Prosecutors in France have charged a French soldier with sexual abuse of two children in Burkina Faso, a judicial source says.
The source, whose name was not released in reports, said that the 38-year-old soldier was charged on Friday with assaulting two girls aged three and five and with recording pornographic images of the victims.
The man is one of the two French soldiers who were suspended earlier this week over allegations of sexually abusing the minors at a hotel swimming pool in Burkina Faso.
The pair were repatriated after being questioned by both French and Burkinabe military police in the West African country’s capital city of Ouagadougou.
Agnes Thibault-Lecuivre, Paris prosecutors’ spokeswoman, said the soldiers had been detained on July 2 upon their return to France.
The second French man, however, was later released from custody without charge.
French Defense Ministry spokesman Pierre Bayle recently warned that there will be no mercy in dealing with the soldiers if the allegations are proven true, saying, “For all acts of harassment, discrimination and sexual violence, it is zero tolerance.”
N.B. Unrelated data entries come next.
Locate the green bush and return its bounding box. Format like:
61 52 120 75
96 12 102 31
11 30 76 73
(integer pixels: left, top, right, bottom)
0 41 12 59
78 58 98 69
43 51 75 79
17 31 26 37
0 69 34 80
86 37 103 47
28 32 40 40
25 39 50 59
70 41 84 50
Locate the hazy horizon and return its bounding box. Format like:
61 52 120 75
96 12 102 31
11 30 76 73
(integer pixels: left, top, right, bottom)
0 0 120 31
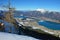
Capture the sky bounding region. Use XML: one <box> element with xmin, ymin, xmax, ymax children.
<box><xmin>0</xmin><ymin>0</ymin><xmax>60</xmax><ymax>12</ymax></box>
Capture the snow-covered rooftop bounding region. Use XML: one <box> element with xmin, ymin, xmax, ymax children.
<box><xmin>0</xmin><ymin>32</ymin><xmax>38</xmax><ymax>40</ymax></box>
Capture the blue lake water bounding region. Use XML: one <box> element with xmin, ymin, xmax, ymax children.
<box><xmin>38</xmin><ymin>21</ymin><xmax>60</xmax><ymax>30</ymax></box>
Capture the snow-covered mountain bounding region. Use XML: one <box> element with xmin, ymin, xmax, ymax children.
<box><xmin>0</xmin><ymin>32</ymin><xmax>38</xmax><ymax>40</ymax></box>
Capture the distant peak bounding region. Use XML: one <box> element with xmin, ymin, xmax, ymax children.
<box><xmin>36</xmin><ymin>8</ymin><xmax>47</xmax><ymax>13</ymax></box>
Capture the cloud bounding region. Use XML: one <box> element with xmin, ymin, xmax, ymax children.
<box><xmin>36</xmin><ymin>8</ymin><xmax>47</xmax><ymax>13</ymax></box>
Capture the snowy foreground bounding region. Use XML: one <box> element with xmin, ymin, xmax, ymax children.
<box><xmin>0</xmin><ymin>32</ymin><xmax>38</xmax><ymax>40</ymax></box>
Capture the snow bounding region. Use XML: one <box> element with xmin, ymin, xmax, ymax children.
<box><xmin>36</xmin><ymin>8</ymin><xmax>47</xmax><ymax>13</ymax></box>
<box><xmin>0</xmin><ymin>32</ymin><xmax>38</xmax><ymax>40</ymax></box>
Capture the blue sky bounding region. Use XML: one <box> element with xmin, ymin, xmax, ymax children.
<box><xmin>0</xmin><ymin>0</ymin><xmax>60</xmax><ymax>11</ymax></box>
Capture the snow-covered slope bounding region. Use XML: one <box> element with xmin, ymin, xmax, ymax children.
<box><xmin>0</xmin><ymin>32</ymin><xmax>38</xmax><ymax>40</ymax></box>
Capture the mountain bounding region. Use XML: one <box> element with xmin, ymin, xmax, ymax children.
<box><xmin>14</xmin><ymin>9</ymin><xmax>60</xmax><ymax>20</ymax></box>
The men were part of a 220-strong contingent deployed to Burkina Faso as part of France’s so-called anti-terrorism operation, codenamed Barkhane, which was launched in August 2014.
The allegations came following another abuse scandal involving French soldiers in the Central African Republic (CAR).

Back in April, a UN report revealed that troops from France, Chad and Equatorial Guinea working as UN peacekeepers in the CAR, allegedly engaged in the sexual abuse of hungry refugee children at a center for internally-displaced people in the African country’s capital, Bangui, between December 2013 and June 2014.
Some 14 French soldiers with peacekeeping forces are currently facing possible charges of sexual abuse against children in the Central African Republic.
Paris deployed troops to the CAR in December 2013 under the pretext of helping restore order to its former colony after Christian militia began coordinated attacks against the country's mostly Muslim Seleka group, which toppled the government in March that year.